Eşi vefat etmiş kadınların yüzde 5,5'i, boşanmış kadınların ise yüzde 26,1'i gelir getirici işlerde çalışıyor. Araştırmayı yapanlar, kadınlara istihdam olanakları sağlama konusunda bu alandan sorumlu kurumların çok etkin çalışmadığını öne sürüyorlar.
Araştırmaya göre kadınların çalışmasının önündeki engellerin başında toplumsal cinsiyet temelli rol dağılımında paylarına düşen ev işleri, çocuk ve yaşlı bakımı gibi sorumluluklar geliyor. Ayrıca ortalama gelir düzeyindekilerin maddi açıdan erişebileceği kreş ve yuvaların yokluğu, kamu okullarındaki eğitimin mesai saatleriyle uyum içinde tasarlanmamış olması da kadınları çalışma hayatından uzaklaştırıyor.

"Dul kadın sıkıntısı"

Derinlemesine yapılan görüşmelerde, maddi sıkıntının yanında eşi ölmüş kadınların sürekli "dul kadın sıkıntısı"ndan söz ettiklerini, dul olma halinin üzerlerinde baskı oluşturduğundan şikayet ettiklerini söyleyen Prof. Dr. Şemsa Özar, baskı görmediğini söyleyen kadınların da aslında baskı görmemek için kendi içlerine kapandıklarını belirtiyor.

Ne yapmalı?

Araştırmacılar, kadınların yaşamlarını kendi tercihleri doğrultusunda iyileştirecek bir ortamın oluşturulmasının "yardım" adı altında nakit transferi yaparak mümkün olmayacağını söylüyorlar. Uygulanacak politikaların çalışma koşulları, gelir adaletsizliği ile birlikte toplumsal cinsiyet temelli eşitsizlikleri ve ayrımcılığı dönüştürmeyi hedeflemesi gerektiğini belirtiyorlar. Buna göre kadınların bir erkeğe ya da aileye bağımlı olmadan, bir birey olarak yaşamlarını sürdürebilecekleri imkanların sağlanması gerekiyor.

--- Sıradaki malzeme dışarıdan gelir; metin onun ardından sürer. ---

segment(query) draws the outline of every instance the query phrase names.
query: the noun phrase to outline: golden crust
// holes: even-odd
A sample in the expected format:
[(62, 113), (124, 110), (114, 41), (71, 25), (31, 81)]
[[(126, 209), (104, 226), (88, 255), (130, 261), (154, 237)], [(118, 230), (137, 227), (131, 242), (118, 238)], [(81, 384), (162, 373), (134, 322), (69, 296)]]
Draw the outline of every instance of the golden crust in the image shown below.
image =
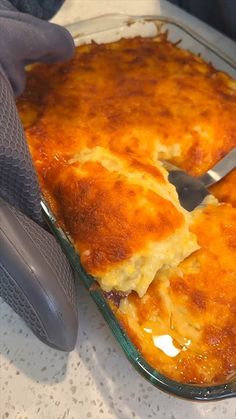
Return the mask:
[[(201, 248), (158, 276), (142, 299), (127, 297), (116, 314), (162, 373), (185, 383), (224, 383), (236, 368), (235, 209), (199, 211), (192, 230)], [(177, 355), (155, 346), (163, 335), (173, 338)]]
[[(158, 159), (200, 175), (236, 146), (236, 82), (165, 36), (92, 43), (77, 48), (70, 63), (35, 66), (18, 108), (43, 192), (93, 274), (129, 258), (157, 233), (183, 226), (185, 216), (169, 202), (173, 196), (154, 198), (149, 187), (124, 173), (118, 180), (99, 161), (84, 163), (81, 174), (75, 155), (104, 147), (127, 159), (131, 172), (166, 185)], [(233, 206), (235, 173), (211, 188)], [(143, 194), (148, 205), (141, 216)], [(165, 226), (150, 216), (160, 204)], [(91, 208), (98, 210), (92, 217)], [(113, 306), (147, 360), (181, 382), (220, 383), (236, 370), (235, 211), (224, 204), (197, 212), (192, 231), (201, 249), (177, 269), (162, 270), (144, 297), (132, 293), (120, 309)], [(113, 235), (104, 230), (105, 217)], [(177, 355), (167, 356), (160, 342), (154, 346), (160, 333), (172, 335)]]

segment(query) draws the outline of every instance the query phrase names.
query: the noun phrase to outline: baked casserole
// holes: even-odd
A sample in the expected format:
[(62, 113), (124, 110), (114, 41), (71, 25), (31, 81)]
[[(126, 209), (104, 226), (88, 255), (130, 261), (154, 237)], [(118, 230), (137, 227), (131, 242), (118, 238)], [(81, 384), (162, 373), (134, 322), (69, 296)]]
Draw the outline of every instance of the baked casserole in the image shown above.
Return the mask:
[(236, 145), (236, 82), (160, 34), (35, 66), (18, 108), (46, 201), (145, 359), (230, 380), (235, 173), (188, 213), (161, 162), (201, 175)]

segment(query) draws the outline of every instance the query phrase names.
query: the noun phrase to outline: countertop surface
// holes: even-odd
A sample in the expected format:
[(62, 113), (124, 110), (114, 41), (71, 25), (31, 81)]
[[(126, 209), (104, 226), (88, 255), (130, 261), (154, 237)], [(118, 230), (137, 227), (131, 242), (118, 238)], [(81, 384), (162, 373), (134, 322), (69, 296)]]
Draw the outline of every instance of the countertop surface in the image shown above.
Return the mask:
[[(185, 21), (231, 53), (235, 44), (166, 1), (67, 0), (60, 24), (105, 13), (162, 14)], [(233, 419), (233, 399), (189, 402), (148, 384), (129, 364), (95, 304), (80, 284), (75, 350), (41, 343), (0, 300), (1, 419)]]

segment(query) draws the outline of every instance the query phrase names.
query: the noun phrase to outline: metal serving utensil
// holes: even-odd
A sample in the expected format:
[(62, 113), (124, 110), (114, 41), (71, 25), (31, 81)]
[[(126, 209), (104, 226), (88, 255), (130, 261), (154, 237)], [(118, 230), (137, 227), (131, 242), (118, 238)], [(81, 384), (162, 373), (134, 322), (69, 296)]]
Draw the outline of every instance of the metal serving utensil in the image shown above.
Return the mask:
[(236, 167), (236, 147), (200, 177), (190, 176), (166, 161), (163, 162), (163, 166), (169, 172), (169, 182), (175, 186), (182, 207), (187, 211), (192, 211), (207, 195), (210, 195), (207, 188), (219, 182)]

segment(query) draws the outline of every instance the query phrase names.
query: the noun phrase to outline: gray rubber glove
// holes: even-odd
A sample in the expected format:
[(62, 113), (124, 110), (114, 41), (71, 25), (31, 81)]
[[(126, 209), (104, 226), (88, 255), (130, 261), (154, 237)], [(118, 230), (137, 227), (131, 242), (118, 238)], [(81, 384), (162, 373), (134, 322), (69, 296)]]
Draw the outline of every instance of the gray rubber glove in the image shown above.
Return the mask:
[(65, 351), (77, 336), (77, 289), (60, 246), (40, 227), (40, 190), (14, 95), (26, 64), (69, 59), (73, 48), (64, 28), (0, 0), (0, 295), (40, 339)]

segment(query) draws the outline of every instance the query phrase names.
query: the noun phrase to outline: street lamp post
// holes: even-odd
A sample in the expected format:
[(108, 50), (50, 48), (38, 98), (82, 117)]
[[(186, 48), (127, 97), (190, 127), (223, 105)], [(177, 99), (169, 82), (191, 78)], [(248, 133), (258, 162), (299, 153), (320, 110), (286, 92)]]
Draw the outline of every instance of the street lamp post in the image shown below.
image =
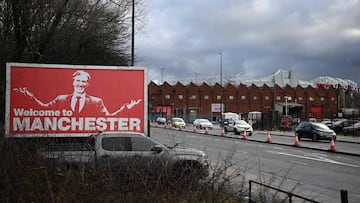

Eşi ölmüşlere ev ve işte öncelik

Toplantıda, Başbakanlık Sosyal Yardımlaşma ve Dayanışma Genel Müdürlüğü'nden (SYDGM) Şebnem Avşar Kurnaz, araştırma sonucunu Aile ve Sosyal Politikalar Bakanı Fatma Şahin'e sunduklarını ve bu doğrultuda harekete geçileceğini söyledi. Öncelik, eşi ölmüş kadınlara verilecek.
Kurumlarla yapılan protokollere göre kadınlara TOKİ'den ev verilmesi, Kredi Yurtlar Kurumu'nun bu kadınların çocuklarına burs sağlaması, İŞKUR'un iş bulmada eşi ölmüş kadınlara öncelik vermesi sağlanacak.
Elbette ideal olan, "dul" ve "boşanmış" ayrımı yapılmadan tüm yalnız kadınlara aynı hakların tanınması. Ancak bakanlık, boşanmış kadınları ilerleyen zamanlarda sosyal yardım kapsamına alacak. Boşanmış kadınların da sosyal yardım kapsamına alınacak olması bile bir ilerleme kaydedildiğini gösteriyor. Çünkü toplantıda, bu araştırmaya başlanırken, önceki dönem hükümetinde boşanmış kadınlara sosyal yardım yapılmasının boşanmaya teşvik edeceği gerekçesiyle reddedildiği, ancak Fatma Şahin tarafından bu dönem kabul edildiği de konuşuldu. Hatta araştırmacıların buna cevaben, "Sosyal yardımla hemen boşanma gerçekleşecekse zaten ortada bir sorun vardır, o evlilik zoraki yürüyordur" dedikleri de anlatıldı.
Bahsedilen protokollerin hayata geçmiş halini yaşayıp göreceğiz. Bakalım, gerek eşi ölmüş gerekse de boşanmış, yalnız kadınların hayatı kolaylaşacak mı?